Train the model and get the predicted values and coefficients and intercepts of the one-variable linear model:

lr_model.fit(x,y)
y_predict = lr_model.predict(x)
print(y_predict)
a = lr_model.coef_
b = lr_model.intercept_
print(a,b)

Use the R2 score to see how accurate your model is

from sklearn.metrics import mean_squared_error,r2_score
MSE = mean_squared_error(y,y_predict)
R2 = r2_score(y,y_predict)
print(MSE,R2)

But the model accuracy is not very ideal, only 0.66.

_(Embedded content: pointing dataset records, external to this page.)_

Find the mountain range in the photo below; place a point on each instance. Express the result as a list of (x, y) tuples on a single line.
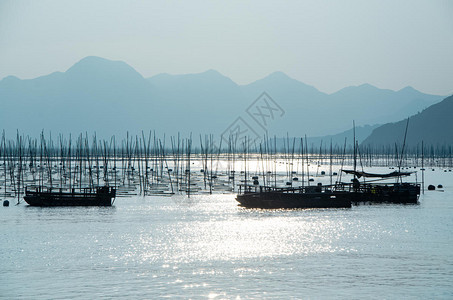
[(433, 126), (110, 97)]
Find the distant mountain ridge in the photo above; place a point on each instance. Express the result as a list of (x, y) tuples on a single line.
[(111, 97), (433, 126)]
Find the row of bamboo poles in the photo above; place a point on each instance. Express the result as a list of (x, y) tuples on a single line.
[(152, 165)]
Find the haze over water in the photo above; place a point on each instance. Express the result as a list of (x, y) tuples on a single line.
[(206, 246)]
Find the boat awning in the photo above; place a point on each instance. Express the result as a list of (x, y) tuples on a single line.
[(365, 174)]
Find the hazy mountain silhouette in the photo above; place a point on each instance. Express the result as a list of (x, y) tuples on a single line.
[(110, 97), (433, 126)]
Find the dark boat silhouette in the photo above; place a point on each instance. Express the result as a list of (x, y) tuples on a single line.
[(43, 196), (300, 197)]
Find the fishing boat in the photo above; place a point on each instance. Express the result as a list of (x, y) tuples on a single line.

Multiple linear regression

So I further chose the Multiple linear regression model for regression

X_multi = data.drop(['price'],axis=1)
X_multi

The same linear regression code is almost the same, except that there are some more x parameters:

LR_multi = LinearRegression()
LR_multi.fit(X_multi,y)

Getpredicted values:

y_predict_multi = LR_multi.predict(X_multi)
print(y_predict_multi)

Conduct model evaluation again:

mean_squared_error_multi = mean_squared_error(y,y_predict_multi)
r2_score_multi = r2_score(y,y_predict_multi)
print(mean_squared_error_multi,r2_score_multi)

But the result is still not very friendly, it just improved from 0.66 to 0.69. I was wondering if this data set is not suitable for linear regression, but the question requires using Linear regression, is there something wrong with the data set? In order to verify the rationality of linear regression, I chose to change to a machine learning modelrandom forest Algorithmremodel and the results of the two models arecompared.

Random Forest Regression

The idea of random forest

Random forest belongs to ensemble learning. Its core idea is to integrate multiple weak classifiers to achieve the effect of three stooges outperforming Zhuge Liang. Random forest adopts the idea of Bagging. The so-called Bagging is:

(1) Take n training samples from the training set with replacement each time to form a new training set;

(2) Use the new training set to train M sub-models;

(3) For classification problems, the voting method is used, and the classification category of the sub-model with the most votes is the final category; for regression problems, a simple average method is used to obtain >Predicted value.

Multiple Decision Trees are combined together, each time the data set is randomly selected with replacement, and some features are randomly selected as input, so the algorithm is called a random forest algorithm. It can be seen that the random forest algorithm is a bagging algorithm using decision trees as estimators.

Next, attach the code directly:

import pandas as pd
from sklearn.model_selection import train_test_split
from sklearn.ensemble import RandomForestRegressor
from sklearn.metrics import mean_squared_error, r2_score

#Extract features and labels
X = data[["area","dirction","floor","bed","sitting","bath"]] # Features
y = data['price'] # label

# Divide training set and test set
X_train, X_test, y_train, y_test = train_test_split(X, y, test_size=0.2, random_state=42)

#Create a random forest regression model
rf_regressor = RandomForestRegressor(n_estimators=100, random_state=42)

#Train model
rf_regressor.fit(X_train, y_train)

# Use the model to make predictions
y_pred = rf_regressor.predict(X_test)

# Evaluate model performance
mse = mean_squared_error(y_test, y_pred)
r2 = r2_score(y_test, y_pred)

print("Mean Square Error (MSE):", mse)
print("Coefficient of determination (R^2):", r2)

Conclusion

The final R2 score obtained through random forest regression is still 0.67, so I think it should be a problem with the data set, not the model. There will be no further changes in the future. When it comes out, I will send uumeng specific improvement methods.

The above is the entire process of my big assignment. I hope it can be helpful to uumeng.